Minhyuk Lee , Jimin Hwang , Youngseo Song , Sungjee Kim , Nokyoung Park

MicroRNAs (miRNAs) are non-coding, endogenous small single-stranded RNA molecules involved in post-transcriptional regulation of gene expression. It has been demonstrated that dysregulation of miRNA plays a major role in tumor formation, proliferation, and metastasis. Therefore, the delivery of anti-miRNA oligonucleotides to block the activity of these oncogenic miRNAs is a high-potential anti-cancer therapy approach. In particular, miRNA-21 (miR-21) can be an excellent target as it is an oncogenic miRNA that is upregulated in various cancers including glioblastoma, breast cancer, and colon cancer. However, anti-miRNAs are unstable in the physiological environment and have low cell membrane permeability, making it difficult to accumulate at certain concentrations to have anti-cancer effects within cancer cells. To overcome these difficulties, we developed anti-miR-21 functionalized DNA hydrogel (amiR-21 Dgel). We confirmed the improved physiological stability of amiR-21 Dgel in vitro, and observed that it blocked up to 96.6 % of miR-21 in HeLa cells, and reduced cell viability down to 77.9 % for 72 h. In particular, RT-qPCR analysis demonstrated that blocking of miR-21 induces increased mRNA expression of the tumor suppressor genes, PTEN and PDCD4 by 6.23- and 6.87-fold, respectively. In addition, the Dgel can act as a drug delivery vehicle, intercalating anticancer drugs such as doxorubicin (Dox) to be delivered into cells. DOX, an anticancer drug, showed a synergistic anticancer effect with amiR-21, which was delivered together. We expect that this approach will be a convenient to optimization and highly effective strategy for anticancer therapy employing antisense miRNAs.
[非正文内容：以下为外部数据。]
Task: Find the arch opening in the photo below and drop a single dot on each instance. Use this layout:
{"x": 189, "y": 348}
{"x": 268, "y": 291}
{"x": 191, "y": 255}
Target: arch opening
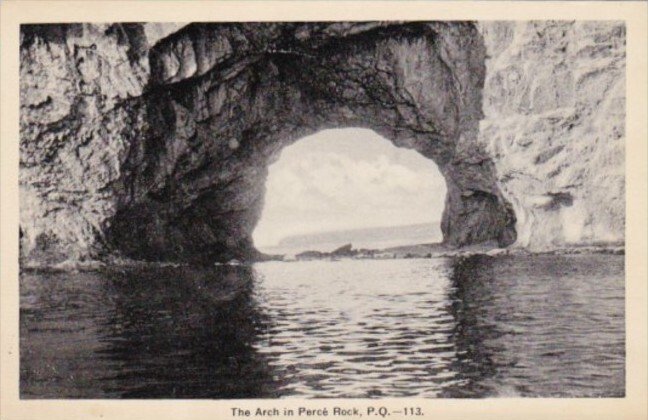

MicroRNAs （miRNAs）是非编码的内源性小单链RNA分子，参与基因表达的转录后调控。研究表明，miRNA的失调在肿瘤的形成、增殖和转移中起着重要作用。因此，递送抗mirna寡核苷酸来阻断这些致癌mirna的活性是一种高潜力的抗癌治疗方法。特别是，miRNA-21 （miR-21）可以成为一个很好的靶点，因为它是一种致癌miRNA，在胶质母细胞瘤、乳腺癌和结肠癌等多种癌症中上调。然而，抗mirna在生理环境中不稳定，细胞膜通透性低，难以在癌细胞内积累到一定浓度，从而产生抗癌作用。为了克服这些困难，我们开发了抗mir -21功能化的DNA水凝胶（amiR-21 Dgel）。我们在体外证实了miR-21凝胶提高了生理稳定性，并观察到它在HeLa细胞中阻断了96.6%的miR-21，并在72小时内将细胞存活率降低到77.9%。特别是，RT-qPCR分析表明，阻断miR-21诱导肿瘤抑制基因PTEN和PDCD4的mRNA表达分别增加了6.23倍和6.87倍。此外，凝胶可以作为药物递送载体，嵌入抗癌药物，如阿霉素（Dox），将其递送到细胞中。DOX是一种抗癌药物，与amiR-21一起给药，显示出协同抗癌作用。我们期望这种方法将为利用反义mirna进行抗癌治疗提供一种方便的优化和高效的策略。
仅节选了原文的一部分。